Caroline Frick Named Eastman House Curator
Caroline Frick has been named the sixth curator of motion pictures at George House International Museum of Photography and Film, which was founded 61 years ago, and is the third largest film archive in the US. Frick has worked in film preservation at Warner Bros., the Library of Congress, and the National Archives in Washington, D.C.
She will oversee motion-picture preservation, the L. Jeffrey Selznick School of Film Preservation, and the motion-picture collections and programming for the Dryden Theatre and 360|365 George Eastman House Film Festival. She also will teach film studies at the University of Rochester.

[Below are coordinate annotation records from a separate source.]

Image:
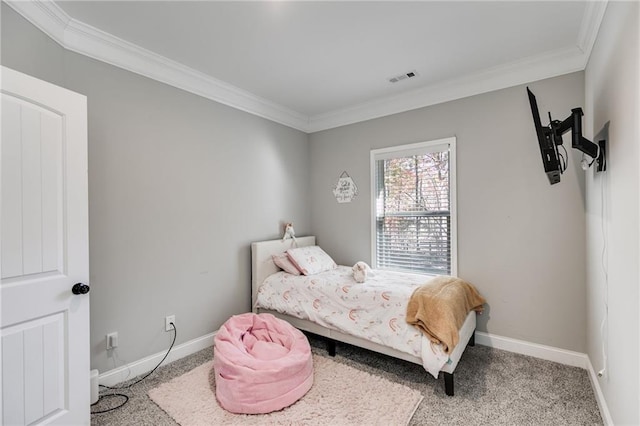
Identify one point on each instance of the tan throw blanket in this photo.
(440, 307)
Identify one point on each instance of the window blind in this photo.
(413, 214)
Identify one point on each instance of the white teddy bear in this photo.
(360, 271)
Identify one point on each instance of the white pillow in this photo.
(283, 262)
(311, 260)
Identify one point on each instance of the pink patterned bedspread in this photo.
(374, 310)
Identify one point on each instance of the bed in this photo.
(264, 271)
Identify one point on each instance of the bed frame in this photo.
(262, 266)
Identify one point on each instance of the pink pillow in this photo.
(311, 260)
(283, 262)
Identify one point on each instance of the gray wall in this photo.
(520, 240)
(178, 188)
(613, 95)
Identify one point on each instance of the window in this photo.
(414, 212)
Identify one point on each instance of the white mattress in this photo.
(374, 310)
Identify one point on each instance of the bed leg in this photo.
(448, 383)
(331, 347)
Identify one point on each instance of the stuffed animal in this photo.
(360, 271)
(289, 232)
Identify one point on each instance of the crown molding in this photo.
(81, 38)
(591, 20)
(521, 72)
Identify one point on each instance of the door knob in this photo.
(80, 288)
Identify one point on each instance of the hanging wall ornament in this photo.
(345, 189)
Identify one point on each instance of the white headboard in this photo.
(261, 263)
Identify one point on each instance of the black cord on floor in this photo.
(175, 335)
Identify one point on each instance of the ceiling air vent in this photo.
(404, 76)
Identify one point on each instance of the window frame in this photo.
(412, 149)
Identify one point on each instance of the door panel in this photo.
(45, 328)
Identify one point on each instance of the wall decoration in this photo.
(345, 189)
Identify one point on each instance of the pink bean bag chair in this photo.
(262, 364)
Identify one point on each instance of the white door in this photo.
(44, 326)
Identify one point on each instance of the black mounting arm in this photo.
(574, 123)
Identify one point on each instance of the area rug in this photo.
(340, 395)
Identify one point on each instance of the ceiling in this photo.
(316, 65)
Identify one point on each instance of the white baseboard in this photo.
(144, 365)
(550, 353)
(602, 404)
(562, 356)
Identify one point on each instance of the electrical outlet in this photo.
(112, 340)
(167, 322)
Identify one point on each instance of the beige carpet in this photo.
(340, 395)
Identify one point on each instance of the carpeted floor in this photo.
(492, 387)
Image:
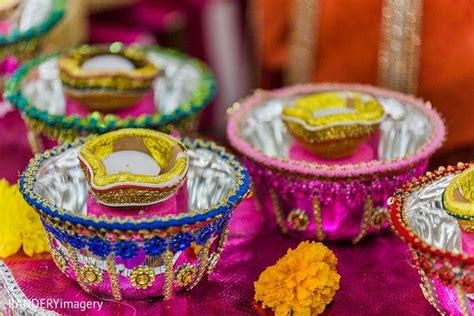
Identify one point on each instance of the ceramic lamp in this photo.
(133, 167)
(333, 125)
(458, 200)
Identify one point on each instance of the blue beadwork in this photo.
(99, 247)
(181, 242)
(155, 246)
(126, 249)
(225, 210)
(77, 242)
(204, 234)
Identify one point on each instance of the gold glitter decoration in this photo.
(90, 275)
(318, 219)
(458, 199)
(333, 108)
(168, 288)
(113, 277)
(142, 277)
(278, 212)
(125, 188)
(332, 125)
(298, 219)
(185, 274)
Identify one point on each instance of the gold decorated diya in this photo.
(133, 167)
(106, 78)
(333, 124)
(458, 199)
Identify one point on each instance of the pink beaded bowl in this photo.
(442, 253)
(316, 198)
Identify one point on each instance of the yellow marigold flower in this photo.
(20, 226)
(302, 282)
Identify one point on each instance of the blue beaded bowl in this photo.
(135, 258)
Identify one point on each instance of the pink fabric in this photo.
(376, 277)
(467, 241)
(448, 299)
(173, 205)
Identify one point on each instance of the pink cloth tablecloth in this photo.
(377, 278)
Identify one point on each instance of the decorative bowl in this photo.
(436, 240)
(123, 257)
(133, 167)
(181, 92)
(315, 198)
(106, 78)
(333, 125)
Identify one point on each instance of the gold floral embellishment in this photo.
(142, 277)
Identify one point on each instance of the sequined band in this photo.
(374, 168)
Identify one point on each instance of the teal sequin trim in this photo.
(56, 14)
(99, 123)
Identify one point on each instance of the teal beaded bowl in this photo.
(181, 92)
(25, 24)
(135, 258)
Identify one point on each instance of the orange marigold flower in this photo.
(302, 282)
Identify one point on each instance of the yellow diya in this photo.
(333, 124)
(458, 199)
(106, 78)
(133, 167)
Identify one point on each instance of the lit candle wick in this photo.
(130, 161)
(108, 62)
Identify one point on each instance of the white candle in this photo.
(131, 161)
(108, 62)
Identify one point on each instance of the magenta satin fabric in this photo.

Frick founded the Texas Archive of the Moving Image, and served as its executive director while teaching as an assistant professor with the University of Texas at Austin. She has programmed films for the American Movie Classics cable channel and is a former director of the board for the Association of Moving Image Archivists. She is working on a book, Saving Cinema, which is slated to appear from Oxford University Press. She writes and teaches about the evolution of moving-image archiving, cultural factors in historic preservation, and digital-media libraries.
George Eastman House International Museum of Photography and Film is located on the estate of photography and motion-picture pioneer and Kodak founder George Eastman. Founded in 1947, the archive houses 30,000 film titles and 4 million film-related publicity stills, posters, scores, scripts, and pre-cinema artifacts. Eastman House also holds the world’s largest collection of camera technology. The Eastman House’s L. Jeffrey Selznick School of Film Preservation is a leading venue of professional training in film preservation, restoration, and archiving. Annually George Eastman House restores more than 500 reels of film. The Eastman House also archives the collections of many renowned filmmakers, including Cecil B. DeMille, Spike Lee, Ken Burns, Kathryn Bigelow, and Martin Scorsese.